Homer man convicted of attempted sexual assault

A sentencing hearing is currently scheduled for August

Vance Wolford, 33, was convicted by a Homer jury on Wednesday, May 22 of attempted sexual assault and related crimes that occurred on May 21, 2022.

The jury found Wolford guilty of all charges, including attempted sexual assault in the first degree, indecent exposure in the first degree, two count of assault in the fourth degree, two counts of stalking in the first degree, and two counts of criminal trespass in the first degree.

According to a May 24 press release by the State of Alaska Department of Law, the trial took five days, and the jury deliberated for “less than four hours” before finding Wolford guilty.

A sentencing hearing is currently scheduled for Aug. 28. Wolford has remained in custody since his arrest and faces a “presumptive sentence” of 15-30 years in prison, with a maximum sentence of 99 years for the attempted sexual assault conviction and the possibility of additional jail time for the other crimes of which he was convicted, the release states.
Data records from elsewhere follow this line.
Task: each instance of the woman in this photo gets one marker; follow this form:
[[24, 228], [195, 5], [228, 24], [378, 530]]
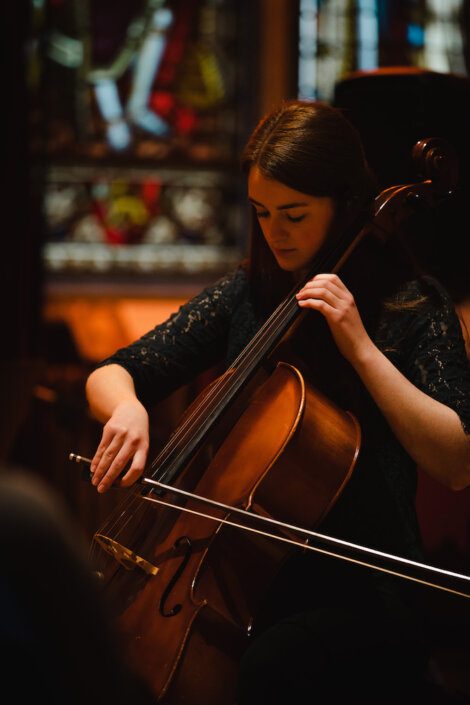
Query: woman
[[379, 340]]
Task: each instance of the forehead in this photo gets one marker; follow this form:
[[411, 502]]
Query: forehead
[[269, 191]]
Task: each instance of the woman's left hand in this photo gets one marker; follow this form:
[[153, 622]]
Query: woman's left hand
[[327, 294]]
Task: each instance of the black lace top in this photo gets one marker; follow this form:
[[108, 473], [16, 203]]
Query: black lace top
[[421, 336]]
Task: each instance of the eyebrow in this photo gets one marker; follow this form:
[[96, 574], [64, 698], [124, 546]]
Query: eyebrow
[[285, 206]]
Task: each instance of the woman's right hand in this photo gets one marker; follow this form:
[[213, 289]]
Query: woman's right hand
[[125, 440]]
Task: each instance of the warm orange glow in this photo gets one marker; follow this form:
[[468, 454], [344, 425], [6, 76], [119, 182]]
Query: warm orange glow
[[101, 325]]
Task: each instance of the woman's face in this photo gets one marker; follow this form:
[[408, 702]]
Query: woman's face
[[293, 223]]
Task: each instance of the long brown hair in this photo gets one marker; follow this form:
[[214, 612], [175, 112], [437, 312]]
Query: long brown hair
[[310, 147]]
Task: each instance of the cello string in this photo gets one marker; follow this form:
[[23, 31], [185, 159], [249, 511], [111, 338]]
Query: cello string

On May 21, 2022, Wolford “aggressively hit on” a woman who was gardening outside her home, according to the release. She told him to leave, and he drove away, but returned less than an hour later and looked inside the windows of her house. The woman had her cellphone out and video-recorded Wolford, which prompted him to leave.

The woman was able to provide his license plate number, videos and a description to HPD. This led to HPD being on the road, looking for Wolford, when Alaska State Troopers were dispatched later that night in response to a second woman’s 911 call.

At 10:30 p.m., Wolford “aggressively propositioned” the second woman as she was pulling out of the Grog Shop East parking lot. According to the release, video surveillance showed Wolford “pulling out of the parking lot in (his) Chevy Astro van to follow her.”

Wolford followed the second woman home and attempted sexual assault. She called 911 as she fought him off and escaped to safety in her vehicle, and was able to provide an accurate description of Wolford to the 911 operator, who dispatched troopers to her aid.

Wolford was arrested by HPD officers the same night, when they “assisted the Alaska State Troopers and located Wolford as he was fleeing,” HPD posted on Facebook last Wednesday.

Assistant District Attorney Jon Iannaccone, who prosecuted the case for the State, told the jury in his closing remarks that “this was a case about two remarkably capable women whose actions stopped the defendant and led to law enforcement quickly capturing him,” the release states.

The press release is available in full at law.alaska.gov/press/releases/2024/052424-Wolford.html.